What do you call a group of babies?

an Infantry

A woman decided to have a face lift for her birthday...

She spent $5000 and felt really good about the results.

On her way home she stopped at a dress shop to look around. As she was leaving, she said to the sales clerk, "I hope you don't mind me asking, but how old do you think I am?"

"About 35,"he replied.

"I'm actually 47," the woman said, feeling really happy.

After that she went into McDonald's for lunch and asked the order taker the same question. He replied, "Oh, you look about 29."

"I am actually 47!" she said, feeling really good.

While standing at the bus stop she asked an old man the same question.

He replied, "I am 85 years old and my eyesight is going. But when I was young there was a sure way of telling a woman's age. If I put my hand up your skirt I will be able to tell your exact age."

There was no one around, so the woman said, "What the hell?" and let him slip his hand up her skirt.

After feeling around for a while, the old man said, "OK, You are 47."

Stunned, the woman said, "That was brilliant! How did you do that?"

The old man replied, "I was behind you in line at McDonald's."

Bad cooking and sex

Husband: Your cooking is pretty pathetic despite watching cooking shows on TV.

Wife: You watch Porn but do I complain?

I love eBay!

Sold my homing pigeons 4 times this month.

A man walks into a bar.

A man walks into a bar in Alabama and orders a cosmopolitan. The bartender looks at the man and says,
"You're not from 'round here are ya?"
"No" replies the man, "I'm from New Hampshire."
The bartender looks at him and says, "Well what do you do in New Hampshire?"
"I'm a taxidermist," says the man. The bartender looks bewildered, so the man explains, "I mount dead animals."
The bartender stands back and hollers to the whole bar, "It's OK, boys! He's one of us!"

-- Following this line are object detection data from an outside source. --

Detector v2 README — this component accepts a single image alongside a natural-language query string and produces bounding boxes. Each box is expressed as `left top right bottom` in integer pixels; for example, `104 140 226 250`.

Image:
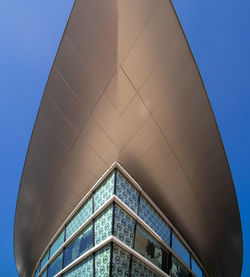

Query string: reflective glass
172 233 190 267
130 257 161 277
63 223 93 267
41 270 47 277
40 251 49 270
94 172 115 211
116 171 139 213
63 256 94 277
139 197 171 245
111 244 131 277
50 230 65 257
192 257 202 277
170 257 191 277
134 225 170 273
66 197 93 240
95 245 111 277
114 205 135 247
95 205 113 245
48 254 63 277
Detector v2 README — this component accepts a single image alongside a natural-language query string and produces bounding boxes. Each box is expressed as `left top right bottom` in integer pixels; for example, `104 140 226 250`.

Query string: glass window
111 244 130 277
192 257 202 277
116 171 139 213
170 257 191 277
134 225 170 273
95 205 113 245
172 233 190 267
41 270 47 277
63 223 93 267
66 197 93 240
63 256 94 277
50 230 65 257
114 205 135 247
48 254 63 277
130 254 161 277
94 172 115 211
139 197 171 245
40 251 49 270
95 245 111 277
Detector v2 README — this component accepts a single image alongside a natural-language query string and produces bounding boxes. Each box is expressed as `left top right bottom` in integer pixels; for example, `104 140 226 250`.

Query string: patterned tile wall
66 197 93 240
112 244 131 277
95 244 111 277
116 172 139 213
94 172 115 211
139 197 171 245
114 205 135 247
63 256 94 277
95 205 113 245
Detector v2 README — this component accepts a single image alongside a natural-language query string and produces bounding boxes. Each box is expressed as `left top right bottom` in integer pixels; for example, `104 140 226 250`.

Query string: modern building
14 0 242 277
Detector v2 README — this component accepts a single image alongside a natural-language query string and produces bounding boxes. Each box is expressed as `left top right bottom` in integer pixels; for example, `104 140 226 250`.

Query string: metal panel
14 0 242 277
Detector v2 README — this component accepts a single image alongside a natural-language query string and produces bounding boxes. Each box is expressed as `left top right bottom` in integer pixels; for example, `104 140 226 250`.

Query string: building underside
14 0 242 277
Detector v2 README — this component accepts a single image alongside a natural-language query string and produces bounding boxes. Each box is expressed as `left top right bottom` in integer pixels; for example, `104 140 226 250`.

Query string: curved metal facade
14 0 242 277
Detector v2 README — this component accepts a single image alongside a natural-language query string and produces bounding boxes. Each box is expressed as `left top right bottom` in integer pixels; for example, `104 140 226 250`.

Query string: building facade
14 0 242 277
34 163 207 277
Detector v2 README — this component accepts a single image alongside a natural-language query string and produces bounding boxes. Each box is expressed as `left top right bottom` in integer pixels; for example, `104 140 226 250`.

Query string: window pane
139 197 170 245
130 257 161 277
192 258 202 277
50 230 64 257
48 254 63 277
64 224 93 267
41 270 47 277
95 205 113 245
112 244 130 277
116 169 139 213
114 205 135 247
66 197 93 240
94 172 115 211
172 233 190 267
134 225 170 273
40 252 49 270
95 245 111 277
170 257 191 277
63 256 94 277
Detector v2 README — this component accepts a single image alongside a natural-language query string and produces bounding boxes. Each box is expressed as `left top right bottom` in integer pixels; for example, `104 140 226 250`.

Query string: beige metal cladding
14 0 242 277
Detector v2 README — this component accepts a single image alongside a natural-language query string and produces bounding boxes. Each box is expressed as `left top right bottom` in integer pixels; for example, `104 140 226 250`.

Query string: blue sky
0 0 250 277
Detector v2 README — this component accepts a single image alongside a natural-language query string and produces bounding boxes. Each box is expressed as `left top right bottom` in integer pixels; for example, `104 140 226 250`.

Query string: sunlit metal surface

By far the worst thing I've ever done

I was 12, living with my abusive uncle and auntie. We lived on an old farm, no animals just fields. One day my uncle goes off to a market and comes back with this filthy ass horse. Says it's bred from some old bloke's prize stallion. Auntie loves it for some reason, because it's all muddy she calls it "Dirty." She was a bit fucked up like that. I, being a countryside kid, liked horses and riding them. Then they turned on me saying "If we ever catch you riding our fucking horse then we will beat the living shit out of you." They meant it, they'd done it before.

A few days later, I'm messing in the fields with some old tractor tire I found. Dirty is just eating grass and shit next to me. Auntie and uncle come out every few minutes to make sure I'm not riding the horse. Eventually I get board and climb inside the tire. Tire starts moving (field wasn't flat). Can't stop. Auntie and uncle come outside to check on me. They see me rollin. They hatin'. Patrolling. Trying to catch me riding Dirty.